Friday, August 13, 2010
A small slab of a special concrete laced with short, twisted wires set a tensile strength record a few weeks ago in the civil engineering Structures Lab, the researchers involved say. Tensile strength is essentially resistance to stretching.
This stuff has about 100 times the stretchiness of conventional concrete. It can withstand 5,000 pounds per square inch after it starts cracking. It's the combination of strength and stretchiness that makes the material unique, the researchers say.
Postdoctoral researcher Kay Wille and professor emeritus Antoine Naaman invited me to watch one of their tests. They put a specimen of their concrete in a machine that pulls it apart until it fractures. I videotaped it. I was expecting something dramatic.

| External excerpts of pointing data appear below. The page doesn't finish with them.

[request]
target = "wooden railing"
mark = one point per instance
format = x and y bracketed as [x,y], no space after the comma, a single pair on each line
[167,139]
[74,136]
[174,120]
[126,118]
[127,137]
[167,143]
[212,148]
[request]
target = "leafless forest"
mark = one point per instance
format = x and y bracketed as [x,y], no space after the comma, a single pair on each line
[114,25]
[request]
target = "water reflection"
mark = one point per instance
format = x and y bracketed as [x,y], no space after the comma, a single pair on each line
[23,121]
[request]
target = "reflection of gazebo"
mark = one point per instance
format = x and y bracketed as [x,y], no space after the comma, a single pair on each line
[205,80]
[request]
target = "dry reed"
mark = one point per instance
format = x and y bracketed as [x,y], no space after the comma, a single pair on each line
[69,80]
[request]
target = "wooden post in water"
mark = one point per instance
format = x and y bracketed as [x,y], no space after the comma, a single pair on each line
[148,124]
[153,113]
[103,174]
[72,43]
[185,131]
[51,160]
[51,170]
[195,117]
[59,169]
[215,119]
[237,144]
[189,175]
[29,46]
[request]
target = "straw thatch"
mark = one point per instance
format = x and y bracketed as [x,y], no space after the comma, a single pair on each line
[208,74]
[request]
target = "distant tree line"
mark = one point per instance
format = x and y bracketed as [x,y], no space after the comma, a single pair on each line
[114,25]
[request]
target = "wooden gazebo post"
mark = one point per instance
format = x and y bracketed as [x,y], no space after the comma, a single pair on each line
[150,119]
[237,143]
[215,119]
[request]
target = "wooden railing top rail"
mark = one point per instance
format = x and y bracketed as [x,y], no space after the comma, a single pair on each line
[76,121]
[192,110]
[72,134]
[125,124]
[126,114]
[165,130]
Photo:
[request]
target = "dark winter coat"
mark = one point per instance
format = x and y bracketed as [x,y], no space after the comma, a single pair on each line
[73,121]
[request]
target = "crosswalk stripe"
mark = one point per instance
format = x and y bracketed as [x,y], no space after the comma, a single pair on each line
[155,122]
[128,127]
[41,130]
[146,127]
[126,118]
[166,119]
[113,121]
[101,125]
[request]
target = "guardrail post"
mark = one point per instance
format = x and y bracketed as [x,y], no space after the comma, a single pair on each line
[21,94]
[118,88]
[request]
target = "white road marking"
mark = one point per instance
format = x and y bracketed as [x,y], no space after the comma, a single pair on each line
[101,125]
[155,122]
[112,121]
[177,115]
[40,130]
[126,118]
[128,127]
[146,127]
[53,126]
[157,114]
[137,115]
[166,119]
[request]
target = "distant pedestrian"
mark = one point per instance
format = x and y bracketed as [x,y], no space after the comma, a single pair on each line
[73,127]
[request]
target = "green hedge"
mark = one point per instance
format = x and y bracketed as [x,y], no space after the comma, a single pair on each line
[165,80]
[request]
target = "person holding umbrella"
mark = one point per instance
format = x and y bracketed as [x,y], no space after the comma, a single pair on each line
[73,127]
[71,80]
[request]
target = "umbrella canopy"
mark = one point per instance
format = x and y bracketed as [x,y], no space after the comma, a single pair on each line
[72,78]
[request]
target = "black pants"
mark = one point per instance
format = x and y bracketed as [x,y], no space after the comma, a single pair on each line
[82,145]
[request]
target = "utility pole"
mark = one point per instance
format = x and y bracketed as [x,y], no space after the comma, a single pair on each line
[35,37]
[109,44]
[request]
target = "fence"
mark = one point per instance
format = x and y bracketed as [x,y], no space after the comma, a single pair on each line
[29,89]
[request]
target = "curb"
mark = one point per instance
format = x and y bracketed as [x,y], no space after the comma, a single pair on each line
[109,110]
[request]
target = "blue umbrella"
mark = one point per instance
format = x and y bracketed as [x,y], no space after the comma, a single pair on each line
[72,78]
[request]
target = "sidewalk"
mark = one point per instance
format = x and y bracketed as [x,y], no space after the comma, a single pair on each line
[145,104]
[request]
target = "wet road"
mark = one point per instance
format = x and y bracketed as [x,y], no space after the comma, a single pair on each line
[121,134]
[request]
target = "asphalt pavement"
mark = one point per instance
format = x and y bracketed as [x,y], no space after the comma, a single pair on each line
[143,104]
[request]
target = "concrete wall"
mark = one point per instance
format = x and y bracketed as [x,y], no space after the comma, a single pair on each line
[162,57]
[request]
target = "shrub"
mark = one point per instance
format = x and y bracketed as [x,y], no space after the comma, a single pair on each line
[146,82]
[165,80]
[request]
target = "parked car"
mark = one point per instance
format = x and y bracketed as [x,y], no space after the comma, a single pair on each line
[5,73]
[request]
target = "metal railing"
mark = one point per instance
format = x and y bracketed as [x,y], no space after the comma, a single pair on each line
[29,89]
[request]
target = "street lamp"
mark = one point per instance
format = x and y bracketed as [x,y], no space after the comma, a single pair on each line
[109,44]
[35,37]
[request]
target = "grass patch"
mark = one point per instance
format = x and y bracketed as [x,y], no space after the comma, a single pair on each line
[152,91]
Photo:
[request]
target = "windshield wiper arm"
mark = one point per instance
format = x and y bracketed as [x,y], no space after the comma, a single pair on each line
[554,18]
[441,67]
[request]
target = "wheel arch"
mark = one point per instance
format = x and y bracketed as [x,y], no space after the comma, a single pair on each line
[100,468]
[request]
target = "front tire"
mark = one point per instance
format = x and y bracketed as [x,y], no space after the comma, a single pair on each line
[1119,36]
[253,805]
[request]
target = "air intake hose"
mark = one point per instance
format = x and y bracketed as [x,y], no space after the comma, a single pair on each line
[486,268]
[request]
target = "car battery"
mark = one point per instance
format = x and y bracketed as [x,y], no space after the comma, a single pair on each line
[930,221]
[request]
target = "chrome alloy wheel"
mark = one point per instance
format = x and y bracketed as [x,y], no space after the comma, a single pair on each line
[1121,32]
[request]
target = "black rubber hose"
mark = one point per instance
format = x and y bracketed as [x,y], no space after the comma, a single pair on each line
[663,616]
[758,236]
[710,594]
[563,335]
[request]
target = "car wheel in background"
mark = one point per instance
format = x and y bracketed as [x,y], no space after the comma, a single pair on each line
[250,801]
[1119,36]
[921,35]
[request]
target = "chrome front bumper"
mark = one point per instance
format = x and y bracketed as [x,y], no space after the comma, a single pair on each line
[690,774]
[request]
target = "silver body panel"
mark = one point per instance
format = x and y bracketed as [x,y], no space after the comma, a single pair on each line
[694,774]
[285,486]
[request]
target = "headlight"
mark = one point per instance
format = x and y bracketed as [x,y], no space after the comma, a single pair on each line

Turns out the drama was in what didn't happen. The material didn't break in half. It slowly cracked in scratches so tiny we could barely see them without a microscope. Wille first knew they were happening because he heard them.
There's more detail in the video. Naaman even offers to test anyone else's plate-like specimen purported to be stronger than theirs. (That buzz in the background is the natural din of the lab.)
Wille and Naaman are working on this new "ultra-high performance fiber reinforced material" with associate professor Gustavo Parra-Montesinos and professor Sherif Al Tawil.